- Born: June 28, 1949 Pittsburgh, Pennsylvania, U.S.
- Died: February 27, 2006 (aged 56) San Francisco, California, U.S.
- Occupation: Lawyer

= Tanya Neiman =

American lawyer

Tanya Marie Neiman (June 28, 1949 – February 27, 2006) was an American lawyer and activist based in San Francisco. For over 20 years, she was director of the Volunteer Legal Services Program of the Bar Association of San Francisco, now known as the Justice & Diversity Center, "one of the largest and most innovative legal services programs in the country to serve lower-income people".

== Early life and education ==
Neiman was born in Pittsburgh, Pennsylvania and raised in California, the daughter of Max Neiman and Helen Lamaga Neiman. She graduated from John H. Francis Polytechnic High School in 1966, earned a bachelor's degree in economics, philosophy, and politics from Mills College in 1970, and earned a Juris Doctor degree from University of California, Hastings College of the Law.

== Career ==
Neiman taught at Boalt Hall as a young woman. She joined the state Public Defender's Office in 1976. She became director of the Volunteer Legal Services Program (VLSP) of the Bar Association of San Francisco in 1982, and, in her long tenure as the program's head, is credited with turning the VLSP, now known as the Justice & Diversity Center (JDC), into "one of the largest and most innovative legal services programs in the country to serve lower-income people". She helped to found the AIDS Legal Referral Panel, the Domestic Violence Consortium, and the Eviction Defense Collaborative.

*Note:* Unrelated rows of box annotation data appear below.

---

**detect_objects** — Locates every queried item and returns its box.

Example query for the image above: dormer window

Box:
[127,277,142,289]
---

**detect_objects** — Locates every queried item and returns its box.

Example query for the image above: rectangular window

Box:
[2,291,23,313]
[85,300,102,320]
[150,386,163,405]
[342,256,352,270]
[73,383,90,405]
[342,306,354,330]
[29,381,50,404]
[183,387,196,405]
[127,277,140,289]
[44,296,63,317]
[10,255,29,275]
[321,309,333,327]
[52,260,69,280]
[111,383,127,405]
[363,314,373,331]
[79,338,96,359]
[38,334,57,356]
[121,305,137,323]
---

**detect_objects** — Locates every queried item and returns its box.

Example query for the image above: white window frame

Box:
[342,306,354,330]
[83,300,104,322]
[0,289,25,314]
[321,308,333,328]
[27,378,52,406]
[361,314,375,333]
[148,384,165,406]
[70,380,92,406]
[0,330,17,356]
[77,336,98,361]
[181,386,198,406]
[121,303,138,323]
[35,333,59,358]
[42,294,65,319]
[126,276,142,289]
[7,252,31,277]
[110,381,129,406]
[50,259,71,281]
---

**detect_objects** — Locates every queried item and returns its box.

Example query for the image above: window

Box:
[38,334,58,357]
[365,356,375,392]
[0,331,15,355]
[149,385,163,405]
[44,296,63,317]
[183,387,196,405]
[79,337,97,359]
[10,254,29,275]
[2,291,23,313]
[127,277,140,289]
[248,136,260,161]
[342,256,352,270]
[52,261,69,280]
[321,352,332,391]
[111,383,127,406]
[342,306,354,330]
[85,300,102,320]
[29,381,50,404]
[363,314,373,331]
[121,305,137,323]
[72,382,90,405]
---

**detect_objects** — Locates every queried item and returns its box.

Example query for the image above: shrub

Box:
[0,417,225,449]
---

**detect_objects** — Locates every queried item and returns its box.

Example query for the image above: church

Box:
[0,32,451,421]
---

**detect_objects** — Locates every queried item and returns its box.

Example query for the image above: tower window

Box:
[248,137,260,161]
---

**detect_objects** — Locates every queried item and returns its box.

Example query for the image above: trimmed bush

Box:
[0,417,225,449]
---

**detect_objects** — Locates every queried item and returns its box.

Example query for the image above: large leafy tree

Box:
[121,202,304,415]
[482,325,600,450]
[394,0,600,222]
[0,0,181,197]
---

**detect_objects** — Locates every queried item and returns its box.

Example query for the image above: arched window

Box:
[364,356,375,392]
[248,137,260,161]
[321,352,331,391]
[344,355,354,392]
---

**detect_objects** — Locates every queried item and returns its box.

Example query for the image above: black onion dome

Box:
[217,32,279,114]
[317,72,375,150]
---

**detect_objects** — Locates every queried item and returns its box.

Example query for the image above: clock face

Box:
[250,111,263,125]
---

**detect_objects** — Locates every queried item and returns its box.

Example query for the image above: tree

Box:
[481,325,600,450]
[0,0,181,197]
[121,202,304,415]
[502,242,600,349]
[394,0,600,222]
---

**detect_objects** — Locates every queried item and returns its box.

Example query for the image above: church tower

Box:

Neiman was honored by the National Legal Aid & Defender Association (NLADA) in 1996 with their Kutak-Dodds Prize. The State Bar of California gave her the Loren Miller Legal Services Award in 1998. She received a Frontline Award from the ACLU of Northern California in 2005. Just before she died in 2006, she received a Lifetime Achievement Award from the Bay Area Lawyers' Committee for Civil Rights.

== Publications ==

- "Teaching Woman Her Place: The Role of Public Education in the Development of Sex Roles" (1973)
- "A Community-Based Response to Welfare Reform" (1997)
- "Creating Community by Implementing Holistic Approaches to Solving Clients' Problems" (1999)
- "Legal Services Leadership on Job Development: The San Francisco Experience" (2000)

== Personal life and legacy ==
Neiman was known for wearing suits and bowties. In the 1970s, she had a longterm relationship with Mary Carolyn Morgan, who became the first openly lesbian judge in the United States in 1981, when she was appointed to the San Francisco Municipal Court by Governor Jerry Brown. Neiman and her partner Brett Mangels married at San Francisco City Hall in 2004. They were together for 24 years when Neiman died in 2006, from ovarian cancer, at the age of 56. Flags at San Francisco City Hall flew at half-staff after her death, and mayor Gavin Newsom said that "San Francisco has lost a great humanitarian and altruist".

The Tanya Neiman Building, home of the JDC's Homeless Advocacy Project, is named in her memory, as was the Tanya Neiman Pro Bono Professional of the Year Award, given by the National Association of Pro Bono Professionals.